Ruggitt World Cup on Hold

Detractors say sport should have clear objectives first

Mar 2nd, 2010 | By Paul Moth | Category: Sports

Proposed logo of the International Ruggitt Union

Talks aimed at creating an International Ruggitt Union broke down today in Cancan, capital of the Caribbean resort island of Isles das Berhamas.  Delegates from ruggitt associations throughout the Least Antilles had been hoping to finalize plans for a World Ruggitt Challengeship to take place next year.  Reasons for the breakdown in talks were not immediately clear.  Blaat Seffer, a spokesman for the Berhamian League of Dutch Ruggitt (Orthodox) denied reports that Raymond-Pierre Voerwort, a legendary ruggitt star from the neighboring island of Cap Bruno, had been stomped by Berhamian delegates after a shouting match in the lobby of the Sheralta Hotel where talks were taking place.

The game of ruggitt, little known outside this chain of former colonies of minor European states, involves a series of elaborately choreographed but largely informal and undefined maneuvers over an elastic playing field.  Anthropologist Jurgen Palme, who has studied the game in depth, calls ruggitt “sport by other means”.   Scoring, or “squeezing the bulb,” can be done in a variety of ways according to an unspecified range of largely unpredictable factors including lunar anomalies and the labour requirements of the spice harvest.  Matches can last weeks or even months, while decisions by the referee can be appealed in special district court tribunals known as rorkes.  Ruggitt is said to have originated when the initiation rituals of African-based secret societies were adopted by offshore bank employees.

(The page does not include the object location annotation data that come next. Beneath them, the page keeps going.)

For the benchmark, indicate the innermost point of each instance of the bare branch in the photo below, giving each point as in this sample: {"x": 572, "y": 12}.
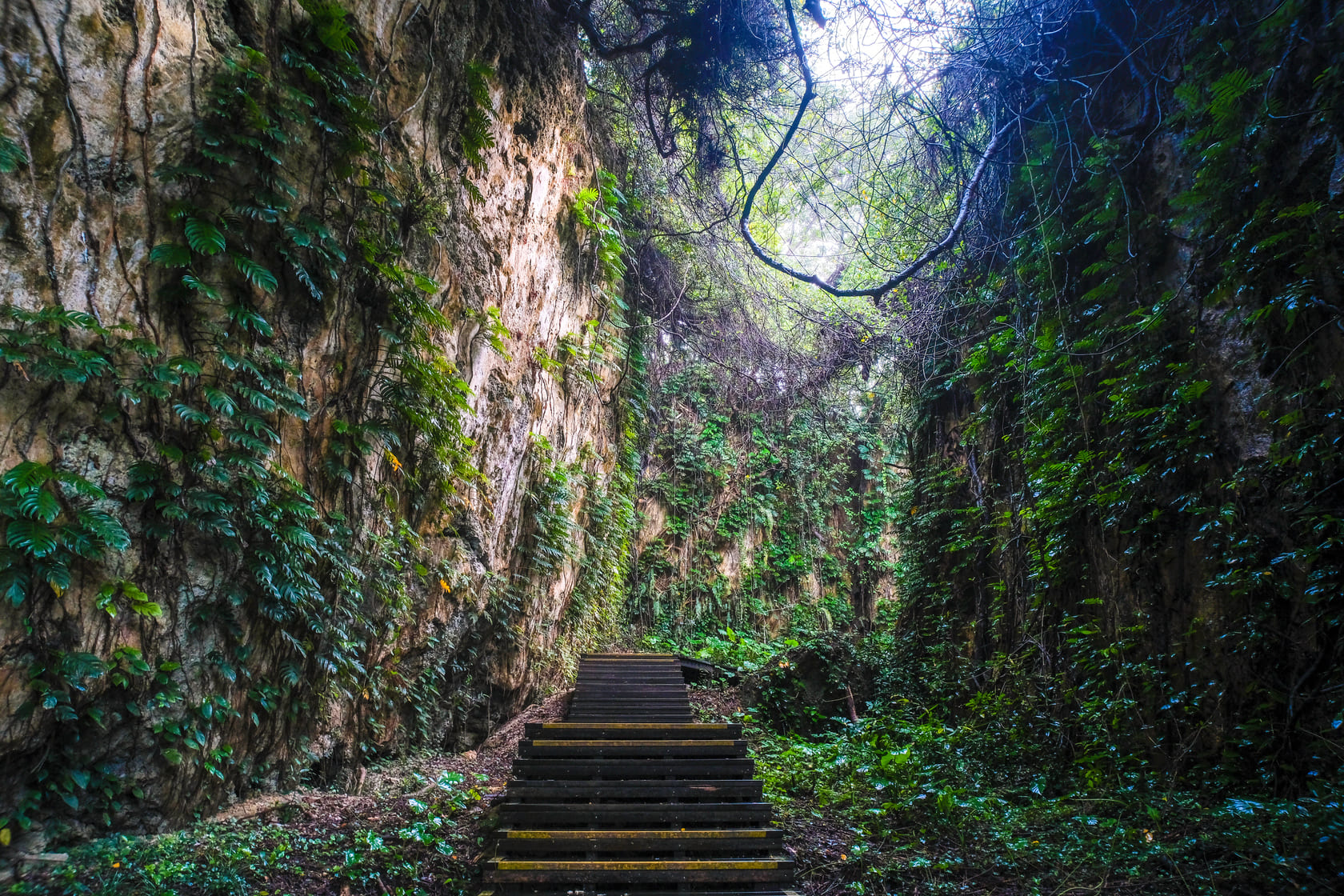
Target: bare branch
{"x": 915, "y": 266}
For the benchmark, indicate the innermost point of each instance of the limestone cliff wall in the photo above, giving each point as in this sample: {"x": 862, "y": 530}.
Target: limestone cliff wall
{"x": 185, "y": 684}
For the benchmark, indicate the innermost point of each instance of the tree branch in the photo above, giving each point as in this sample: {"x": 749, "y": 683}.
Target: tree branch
{"x": 915, "y": 266}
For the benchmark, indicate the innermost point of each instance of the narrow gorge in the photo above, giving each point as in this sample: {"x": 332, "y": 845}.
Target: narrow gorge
{"x": 962, "y": 379}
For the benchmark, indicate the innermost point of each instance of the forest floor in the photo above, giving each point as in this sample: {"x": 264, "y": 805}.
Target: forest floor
{"x": 415, "y": 825}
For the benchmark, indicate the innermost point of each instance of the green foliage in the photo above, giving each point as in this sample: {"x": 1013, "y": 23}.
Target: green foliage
{"x": 304, "y": 601}
{"x": 474, "y": 134}
{"x": 420, "y": 850}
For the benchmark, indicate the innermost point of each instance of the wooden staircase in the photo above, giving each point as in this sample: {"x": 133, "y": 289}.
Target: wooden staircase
{"x": 630, "y": 797}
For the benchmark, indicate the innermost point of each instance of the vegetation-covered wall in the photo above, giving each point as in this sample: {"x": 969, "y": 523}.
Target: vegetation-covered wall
{"x": 304, "y": 308}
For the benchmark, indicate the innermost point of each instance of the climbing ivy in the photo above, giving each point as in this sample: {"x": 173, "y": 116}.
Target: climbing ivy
{"x": 306, "y": 605}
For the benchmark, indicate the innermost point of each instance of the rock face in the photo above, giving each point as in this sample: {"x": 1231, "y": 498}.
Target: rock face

Orthodox ruggitt, still the dominant form in the Berhamas, permits the random deployment of livestock to destabilize opponents into “lancing a wiggly” (making needless concessions in a moment of tactical confusion).  Proponents of ruggitt modernization, including those from Cap Bruno, say the orthodox game is too complex to be broadcast live on television.  Observers of the talks who asked to remain anonymous said that violence broke out when the Cap Bruno delegation insisted the sport had to have clear objectives before a World Challengeship could be mounted.